Well GG or MC or even Adam probably could - but they wont.
[edited by: Dayo_UK at 2:17 pm (utc) on July 10, 2006]
>>> It's like the sandbox in reverse! I thought Google respected old sites to some extent ...
One of my theories is that pre June 27, google has been giving weight to sites that were older and had climed through the ranks through popularity. On the 27th they removed this favoritism to see if the sites could climb back through the ranks by popular favor as if new. However, this doesn't explain the site:www.mysite.com issue.
>>> The index not appearing first in the site:www.mysite.com is a sign of a penalty ...
Perhaps under normal circumstances, but it appears in this "refresh" that so many good, clean, white hat sites were affected that it tends to make me think that's not the case.
I did notice something very interesting in my site:www.mysite.com listings, right after the 27th they were showing an unbelievable number of pages, which could only have occurred if they had included deleted, orphan file and noindex pages in their listings. Now, almost two weeks later they are showing a much reduced number which is representative of what their count should be.
>>> A combination theory?
Maybe they thought it was time to scrutinize older sites, as to wether or not they needed to be cleaned up or if their old files are inflating the google storage space, and/or if they can still pass the mustard when put to the test with visitors.

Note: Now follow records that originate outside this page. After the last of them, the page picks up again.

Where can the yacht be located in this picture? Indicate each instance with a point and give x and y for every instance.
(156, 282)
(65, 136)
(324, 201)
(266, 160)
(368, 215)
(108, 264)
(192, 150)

by that i mean the sandbox is an observed affect that doesnt actually exsist as a coded target...
so google will say there is no sandbox..whilst agreement is that it exists in reality because of its predictable effect...
LP :(
If this was the case my site would have zoomed in rankings because in the last 6 months there has been an abundance of powerful Wiki, .org, .edu sites, Opensource, Linux and many others linking (over 60) to inner pages including sites in several other countries but it tanked for a lot of words for the first time in almost 8 years.
My feeling/theory is that this huge spam network simultaneously entered the SERPS on June 27 and had a large effect. Obviously this network has very deep pockets and resources to implement such an attack and is a danger to all of us. The site has been removed. Google has delivered in the past and they will again the historical and deserved rankings for sites. We should all just be patient and I am confident that things will return to normal soon.
Thank you very much!
I hope you are getting a lot of money, otherwise this will have only proven that Google should never talk to the public.